Oh thats funny because every game I played that even have characters moving abouts in cutscene was skippable. This is 2015 people, there is no excuse for unskippable cutscenes, we might as well go back to stone age if gaming companies think they can be lazy and make cutscenes unskippable.
Developers being lazy, you say?
And let’s not forget Quick Time Events, those are just unskippable cutscenes with forced button mashes to stop you from getting up and doing something fun while the game monologues you to death.
It is a poor excuse and I don’t buy it. Even in GW1 you could skip cinematics and were instantly teleported to where you needed to be…
GW1’s cutscenes also had a lot less going on in them than GW2’s. From what I recall it was mostly just standing around to talk and things would only happen when the cutscenes ended; in GW2 doors will open/close, enemies will spawn/despawn, etc. will occur during the cutscene.
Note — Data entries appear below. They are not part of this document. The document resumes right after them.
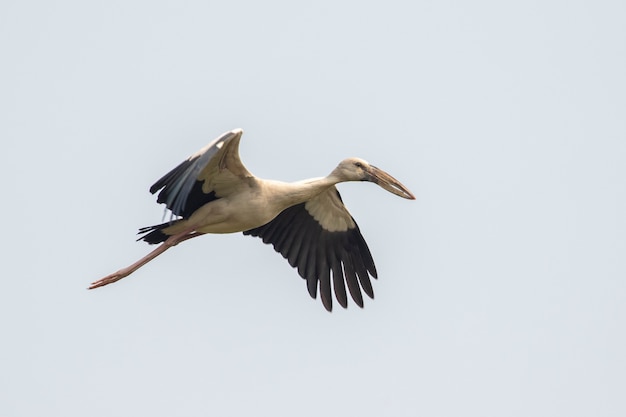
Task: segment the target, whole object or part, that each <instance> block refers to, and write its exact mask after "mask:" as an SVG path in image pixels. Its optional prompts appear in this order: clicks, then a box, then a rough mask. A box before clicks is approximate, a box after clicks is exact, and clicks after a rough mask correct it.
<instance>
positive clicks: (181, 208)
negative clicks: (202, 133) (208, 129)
mask: <svg viewBox="0 0 626 417" xmlns="http://www.w3.org/2000/svg"><path fill="white" fill-rule="evenodd" d="M242 134H243V130H241V129H235V130H231V131H230V132H226V133H224V134H223V135H222V136H220V137H219V138H217V139H215V140H214V141H213V142H211V143H209V144H208V145H207V146H205V147H204V148H202V149H200V150H199V151H198V152H196V153H195V154H193V155H191V156H190V157H189V158H187V159H186V160H185V161H183V162H182V163H180V164H179V165H178V166H177V167H176V168H174V169H173V170H171V171H170V172H168V173H167V174H165V175H164V176H163V177H162V178H161V179H160V180H158V181H157V182H155V183H154V185H152V187H150V192H151V193H152V194H154V193H156V192H157V191H159V190H161V192H160V193H159V195H158V197H157V202H158V203H165V205H166V207H167V208H168V209H169V210H170V211H171V212H172V213H173V214H174V215H175V216H180V217H182V218H184V219H186V218H189V217H190V216H191V214H192V213H193V212H195V211H196V210H197V209H199V208H200V207H202V206H203V205H205V204H207V203H209V202H211V201H213V200H215V199H217V198H220V197H224V196H226V195H228V194H229V193H231V192H235V191H236V190H237V188H238V186H240V185H241V182H242V180H243V179H244V178H246V177H251V176H252V174H251V173H250V172H248V170H247V169H246V167H245V166H244V165H243V163H242V162H241V160H240V159H239V141H240V139H241V135H242Z"/></svg>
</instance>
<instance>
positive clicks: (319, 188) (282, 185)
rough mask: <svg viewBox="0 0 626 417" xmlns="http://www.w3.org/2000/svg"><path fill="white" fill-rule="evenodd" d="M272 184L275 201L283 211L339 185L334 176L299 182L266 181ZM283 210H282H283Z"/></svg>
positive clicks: (270, 187) (297, 181) (309, 179)
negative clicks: (285, 209)
mask: <svg viewBox="0 0 626 417" xmlns="http://www.w3.org/2000/svg"><path fill="white" fill-rule="evenodd" d="M266 182H267V183H270V184H271V187H269V188H271V189H272V190H274V191H275V192H274V193H272V194H273V196H272V197H273V200H274V202H275V203H276V204H278V205H280V206H282V207H283V208H282V209H285V208H287V207H291V206H294V205H296V204H300V203H303V202H305V201H308V200H310V199H312V198H313V197H315V196H317V195H318V194H320V193H321V192H323V191H325V190H327V189H328V188H329V187H332V186H333V185H335V184H337V182H338V181H337V180H336V179H335V178H334V177H333V176H328V177H321V178H312V179H308V180H303V181H297V182H281V181H266ZM282 209H281V210H282Z"/></svg>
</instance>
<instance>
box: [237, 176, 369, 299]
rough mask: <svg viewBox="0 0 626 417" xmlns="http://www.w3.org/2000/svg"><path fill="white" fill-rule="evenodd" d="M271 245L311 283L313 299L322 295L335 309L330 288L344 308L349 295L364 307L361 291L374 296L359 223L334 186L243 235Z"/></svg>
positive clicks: (366, 243) (365, 254) (249, 230)
mask: <svg viewBox="0 0 626 417" xmlns="http://www.w3.org/2000/svg"><path fill="white" fill-rule="evenodd" d="M243 234H244V235H250V236H258V237H260V238H262V239H263V242H264V243H271V244H272V245H273V246H274V249H275V250H276V251H277V252H279V253H281V254H282V255H283V257H285V259H287V260H288V261H289V264H290V265H291V266H293V267H294V268H297V269H298V273H299V274H300V276H301V277H302V278H304V279H305V280H306V282H307V289H308V290H309V294H310V295H311V297H313V298H316V296H317V288H318V282H319V291H320V295H321V298H322V303H323V304H324V307H325V308H326V310H328V311H331V310H332V306H333V302H332V294H331V271H332V287H333V289H334V291H335V297H336V298H337V301H338V302H339V304H340V305H341V306H342V307H344V308H346V307H347V305H348V297H347V294H346V284H347V286H348V291H349V292H350V295H351V296H352V299H353V300H354V302H355V303H356V304H357V305H358V306H359V307H363V296H362V294H361V288H362V289H363V291H365V293H366V294H367V295H368V296H369V297H370V298H374V291H373V289H372V283H371V281H370V275H371V276H372V277H374V278H376V277H377V273H376V267H375V266H374V260H373V259H372V255H371V253H370V250H369V248H368V247H367V243H365V239H363V236H362V235H361V232H360V230H359V227H358V226H357V224H356V222H355V221H354V219H353V218H352V216H351V215H350V213H349V212H348V210H347V209H346V207H345V206H344V205H343V202H342V200H341V196H340V195H339V192H338V191H337V189H336V188H335V187H331V188H329V189H328V190H327V191H325V192H323V193H321V194H320V195H318V196H317V197H315V198H313V199H311V200H309V201H307V202H305V203H301V204H297V205H295V206H292V207H289V208H287V209H285V210H283V211H282V212H281V213H280V214H279V215H278V216H277V217H276V218H274V220H272V221H271V222H269V223H267V224H265V225H263V226H261V227H257V228H256V229H251V230H247V231H245V232H243Z"/></svg>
You’re comparing apples and apple pies.
It’s not about the writing, it’s about event triggers. Here’s a simple example:
In a cutscene the an actor (either the player or an NPC) walks through a doorway, an event handler placed on the doorway is triggered, which opens a cage and drops a boss into the room; if you skip this cutscene the actor is teleported into the room, but because they didn’t actually walk through the door the cage is never opened, the boss never shows up, and you’ll be complaining on the forums about a broken quest.
This actually happens frequently even outside of cutscenes: Ascalonian Catacombs, Path 3. If Tzark dies (and stays dead) before someone reaches the wall he’s supposed to break down, it will bug the dungeon – what’s happening is that players reaching the wall is supposed to trigger his monologue, which in turn is supposed to trigger the wall collapsing, but because he’s dead he can’t talk, and because he can’t talk the wall won’t collapse, and because you’ve already triggered the event resurrecting him doesn’t do anything because the trigger only works once.
I guess that the developers cant use if user skip cinematic then teleport character to location x and trigger required events. a moder was able do this in WC3 world editor and GW2 is a lot more advanced.
In my opinion the reason for the unsinkable cinematics is not technical, it is due to the fact that Anet doesn’t want that the majority of the player base will skip story elements that are important to understand HoT because a lot of player want to maximize thier gaming time and the story is not that important (how many player don’t even read the character/NPC text and just skip everything?).
On the story/explorable dungeon runs that i lead i tell the party that it is fine to watch the cinematics and there is no rush, to my amazement i see that most of the party members are watching it when there is no pressure to move on.
I guess that the developers cant use if user skip cinematic then teleport character to location x and trigger required events. a moder was able do this in WC3 world editor and GW2 is a lot more advanced.
In my opinion the reason for the unsinkable cinematics is not technical, it is due to the fact that Anet doesn’t want that the majority of the player base will skip story[…]
Well, it’s their official response, I don’t doubt it in the slightest. There can be a variety of reasons why they aren’t able to implement it, just because some modder was able to do something in another completely unrelated game doesn’t really mean anything (primarily because modders aren’t on a salary and are free to do whatever they want, whenever they want).